Der Kommissar schließt mittlerweile nicht mehr aus, dass die Staatschefs der EU-14 beim Europäischen Gipfel im Juni in Feira (Portugal) erste Schritte eines Ausstiegs-Szenarios aus den Sanktionen gegen Österreich anpeilen=
- Vorausmeldung zu NEWS 18/00 vom 4.5.00=

Wien (OTS).- Österreichs EU-Kommissar Franz Fischler bezeichnet in der heute Mittwoch, 3. Mai, erscheinenden NEWS-Ausgabe eine allfällige EU-Volksbefragung als falsch, man müsse ganz andere Schritte setzen, wolle man die Aufhebung der EU-Sanktionen erreichen.
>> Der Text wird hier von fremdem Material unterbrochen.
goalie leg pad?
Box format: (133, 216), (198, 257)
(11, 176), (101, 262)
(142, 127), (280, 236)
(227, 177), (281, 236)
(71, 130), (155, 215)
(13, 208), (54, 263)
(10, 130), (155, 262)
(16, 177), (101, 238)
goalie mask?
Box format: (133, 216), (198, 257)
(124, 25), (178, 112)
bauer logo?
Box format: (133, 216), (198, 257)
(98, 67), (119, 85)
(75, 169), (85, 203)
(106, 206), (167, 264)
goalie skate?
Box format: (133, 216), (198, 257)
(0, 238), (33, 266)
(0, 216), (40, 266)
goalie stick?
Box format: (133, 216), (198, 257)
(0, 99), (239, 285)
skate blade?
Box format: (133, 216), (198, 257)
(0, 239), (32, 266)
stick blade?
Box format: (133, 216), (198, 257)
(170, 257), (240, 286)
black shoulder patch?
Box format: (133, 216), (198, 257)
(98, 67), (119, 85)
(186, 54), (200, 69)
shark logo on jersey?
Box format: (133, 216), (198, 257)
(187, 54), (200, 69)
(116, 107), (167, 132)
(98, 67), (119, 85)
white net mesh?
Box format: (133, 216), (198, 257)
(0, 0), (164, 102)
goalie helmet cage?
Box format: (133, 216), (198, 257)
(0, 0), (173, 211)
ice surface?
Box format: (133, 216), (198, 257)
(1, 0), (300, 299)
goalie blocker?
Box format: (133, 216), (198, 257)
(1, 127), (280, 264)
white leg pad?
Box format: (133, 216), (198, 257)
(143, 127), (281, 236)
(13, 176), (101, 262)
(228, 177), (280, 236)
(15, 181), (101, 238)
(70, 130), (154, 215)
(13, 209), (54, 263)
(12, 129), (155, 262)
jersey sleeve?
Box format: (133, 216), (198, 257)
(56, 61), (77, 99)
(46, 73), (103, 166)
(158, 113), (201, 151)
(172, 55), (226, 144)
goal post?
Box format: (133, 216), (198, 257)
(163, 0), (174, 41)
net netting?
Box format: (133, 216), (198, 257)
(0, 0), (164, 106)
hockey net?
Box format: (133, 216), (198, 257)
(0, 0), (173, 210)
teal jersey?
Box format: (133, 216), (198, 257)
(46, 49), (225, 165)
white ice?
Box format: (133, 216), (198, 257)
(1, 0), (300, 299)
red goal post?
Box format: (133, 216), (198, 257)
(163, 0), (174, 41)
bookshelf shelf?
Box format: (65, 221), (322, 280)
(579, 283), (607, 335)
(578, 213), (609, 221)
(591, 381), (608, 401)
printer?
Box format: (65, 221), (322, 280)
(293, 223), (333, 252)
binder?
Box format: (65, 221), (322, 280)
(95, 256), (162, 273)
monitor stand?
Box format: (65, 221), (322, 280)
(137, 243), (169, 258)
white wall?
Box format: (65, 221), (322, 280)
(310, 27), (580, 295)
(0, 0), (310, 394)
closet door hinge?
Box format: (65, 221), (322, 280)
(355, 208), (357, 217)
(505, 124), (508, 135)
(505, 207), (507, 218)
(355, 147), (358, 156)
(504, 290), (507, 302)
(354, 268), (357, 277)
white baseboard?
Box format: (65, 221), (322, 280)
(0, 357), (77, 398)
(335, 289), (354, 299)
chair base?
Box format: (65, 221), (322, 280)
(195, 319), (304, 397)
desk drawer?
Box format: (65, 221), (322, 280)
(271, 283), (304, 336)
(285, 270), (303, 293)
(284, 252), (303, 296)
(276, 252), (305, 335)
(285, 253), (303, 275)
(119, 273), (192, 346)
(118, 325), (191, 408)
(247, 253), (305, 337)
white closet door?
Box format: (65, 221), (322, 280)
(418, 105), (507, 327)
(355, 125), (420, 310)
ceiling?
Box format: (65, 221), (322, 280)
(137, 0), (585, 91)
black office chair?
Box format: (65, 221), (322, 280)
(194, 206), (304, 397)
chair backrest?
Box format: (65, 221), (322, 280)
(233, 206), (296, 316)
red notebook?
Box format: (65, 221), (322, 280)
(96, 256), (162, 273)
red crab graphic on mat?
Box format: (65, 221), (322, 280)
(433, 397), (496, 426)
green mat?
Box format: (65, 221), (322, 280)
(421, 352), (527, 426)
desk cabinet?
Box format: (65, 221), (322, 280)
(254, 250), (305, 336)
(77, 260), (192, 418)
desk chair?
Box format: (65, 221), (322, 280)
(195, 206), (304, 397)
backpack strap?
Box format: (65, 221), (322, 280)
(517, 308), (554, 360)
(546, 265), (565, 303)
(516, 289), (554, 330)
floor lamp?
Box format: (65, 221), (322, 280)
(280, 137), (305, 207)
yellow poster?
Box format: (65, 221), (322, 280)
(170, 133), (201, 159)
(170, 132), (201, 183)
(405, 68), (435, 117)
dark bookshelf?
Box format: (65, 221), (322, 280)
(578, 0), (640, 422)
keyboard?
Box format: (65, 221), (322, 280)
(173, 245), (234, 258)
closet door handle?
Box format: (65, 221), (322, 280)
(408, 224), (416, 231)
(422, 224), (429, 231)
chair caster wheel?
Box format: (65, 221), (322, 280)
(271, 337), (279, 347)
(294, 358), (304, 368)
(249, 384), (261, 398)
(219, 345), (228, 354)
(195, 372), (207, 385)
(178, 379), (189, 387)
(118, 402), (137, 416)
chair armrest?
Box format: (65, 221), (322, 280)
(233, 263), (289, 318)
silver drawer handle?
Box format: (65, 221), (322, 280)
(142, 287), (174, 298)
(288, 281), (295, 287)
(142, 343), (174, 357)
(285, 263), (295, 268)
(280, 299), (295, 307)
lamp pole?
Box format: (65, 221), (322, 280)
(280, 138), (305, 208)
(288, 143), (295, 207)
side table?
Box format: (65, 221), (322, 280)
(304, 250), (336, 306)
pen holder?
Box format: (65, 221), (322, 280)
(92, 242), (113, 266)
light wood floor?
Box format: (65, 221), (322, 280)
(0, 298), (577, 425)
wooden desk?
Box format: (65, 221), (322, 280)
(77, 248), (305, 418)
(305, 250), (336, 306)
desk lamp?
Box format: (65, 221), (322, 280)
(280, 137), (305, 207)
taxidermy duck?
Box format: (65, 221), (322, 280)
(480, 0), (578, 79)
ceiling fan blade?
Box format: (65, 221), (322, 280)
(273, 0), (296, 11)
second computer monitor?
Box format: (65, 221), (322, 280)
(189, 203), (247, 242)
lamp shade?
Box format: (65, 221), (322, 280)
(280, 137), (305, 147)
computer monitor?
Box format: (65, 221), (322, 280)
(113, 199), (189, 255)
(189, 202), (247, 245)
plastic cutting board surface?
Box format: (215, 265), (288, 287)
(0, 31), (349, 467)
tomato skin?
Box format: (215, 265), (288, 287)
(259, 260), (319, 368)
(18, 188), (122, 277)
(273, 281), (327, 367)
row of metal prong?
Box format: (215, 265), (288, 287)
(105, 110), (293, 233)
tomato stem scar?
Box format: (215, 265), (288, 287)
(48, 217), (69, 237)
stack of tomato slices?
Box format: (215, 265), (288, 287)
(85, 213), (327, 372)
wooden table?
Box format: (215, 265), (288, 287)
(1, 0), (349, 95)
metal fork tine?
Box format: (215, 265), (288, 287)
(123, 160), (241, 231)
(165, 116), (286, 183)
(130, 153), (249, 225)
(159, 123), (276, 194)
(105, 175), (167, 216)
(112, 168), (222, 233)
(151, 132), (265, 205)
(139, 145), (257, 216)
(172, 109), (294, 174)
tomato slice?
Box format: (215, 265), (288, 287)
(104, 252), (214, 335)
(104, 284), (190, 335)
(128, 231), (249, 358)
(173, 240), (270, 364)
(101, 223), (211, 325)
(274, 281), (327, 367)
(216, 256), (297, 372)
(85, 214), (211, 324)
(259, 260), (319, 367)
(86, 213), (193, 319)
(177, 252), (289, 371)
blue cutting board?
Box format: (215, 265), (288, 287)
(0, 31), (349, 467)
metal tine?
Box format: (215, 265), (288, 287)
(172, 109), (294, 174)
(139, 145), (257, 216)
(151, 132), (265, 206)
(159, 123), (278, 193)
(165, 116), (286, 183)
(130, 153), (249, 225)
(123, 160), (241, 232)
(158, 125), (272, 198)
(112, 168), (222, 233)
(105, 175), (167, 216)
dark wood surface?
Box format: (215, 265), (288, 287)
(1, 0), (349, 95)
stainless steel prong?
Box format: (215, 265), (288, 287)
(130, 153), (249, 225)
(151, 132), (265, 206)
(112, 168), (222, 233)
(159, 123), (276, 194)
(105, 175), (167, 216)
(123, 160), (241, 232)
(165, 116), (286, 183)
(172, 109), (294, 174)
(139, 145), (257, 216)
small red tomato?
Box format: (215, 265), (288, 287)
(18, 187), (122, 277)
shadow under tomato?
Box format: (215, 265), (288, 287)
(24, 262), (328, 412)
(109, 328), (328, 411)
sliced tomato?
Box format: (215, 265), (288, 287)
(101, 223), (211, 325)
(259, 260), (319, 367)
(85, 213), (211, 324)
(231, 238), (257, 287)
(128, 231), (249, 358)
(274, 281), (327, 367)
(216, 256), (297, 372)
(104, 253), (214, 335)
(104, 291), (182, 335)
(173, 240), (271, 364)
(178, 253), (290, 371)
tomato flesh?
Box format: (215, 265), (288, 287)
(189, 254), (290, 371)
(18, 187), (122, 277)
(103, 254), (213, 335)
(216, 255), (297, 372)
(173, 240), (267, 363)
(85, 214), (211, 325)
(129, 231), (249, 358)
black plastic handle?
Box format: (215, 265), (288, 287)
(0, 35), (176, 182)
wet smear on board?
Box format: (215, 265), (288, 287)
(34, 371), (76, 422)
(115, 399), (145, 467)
Fischler: "In Österreich wird ja nicht zum ersten Mal eine Volksbefragung vorgeschlagen, deren Inhalt ein ziemlicher Unsinn ist." Darüber hinaus sei so eine Volksbefragung auch "höchst unfair" gegenüber der Bevölkerung, weil fälschlich vorgegaukelt würde, man müsse nur zu den EU-Sanktionen Nein sagen und dann wäre die Regierung schon in der Lage, diese abzustellen. Fischler: "Was leider nicht der Fall sein wird!" Als vollkommen grotesk bezeichnet Fischler zudem Regierungs-Überlegungen, nach einem EU-Volksbegehren womöglich eine Klage Österreichs gegen die EU beim Europäischen Gerichtshof einzubringen: "Es gibt nichts, was man einklagen könnte!" Auch Fischler drängt auf ein Ende der EU-Sanktionen. Er schließt deshalb nicht aus, dass es schon beim Europagipfel im Juni in Feira (Portugal) zu möglichen ersten Schritten der 14 Staatschefs kommen könnte. Indem die EU-Kommission vielleicht mit einer sofortigen "Überprüfung” Österreichs beauftragt werden könnte. In diesem Zusammenhang bestätigten diplomatische Kreise gegenüber NEWS,. dass Spaniens konservativer Ministerpräsident Jose-Maria Aznar dabei die "Eisbrecher-Rolle" spielen könnte, dass er und Österreichs Bundeskanzler Wolfgang Schüssel bereits im April beim EU-Afrika-Gipfel in Kairo dementsprechende erste Gesprächskontakte aufgenommen hätten.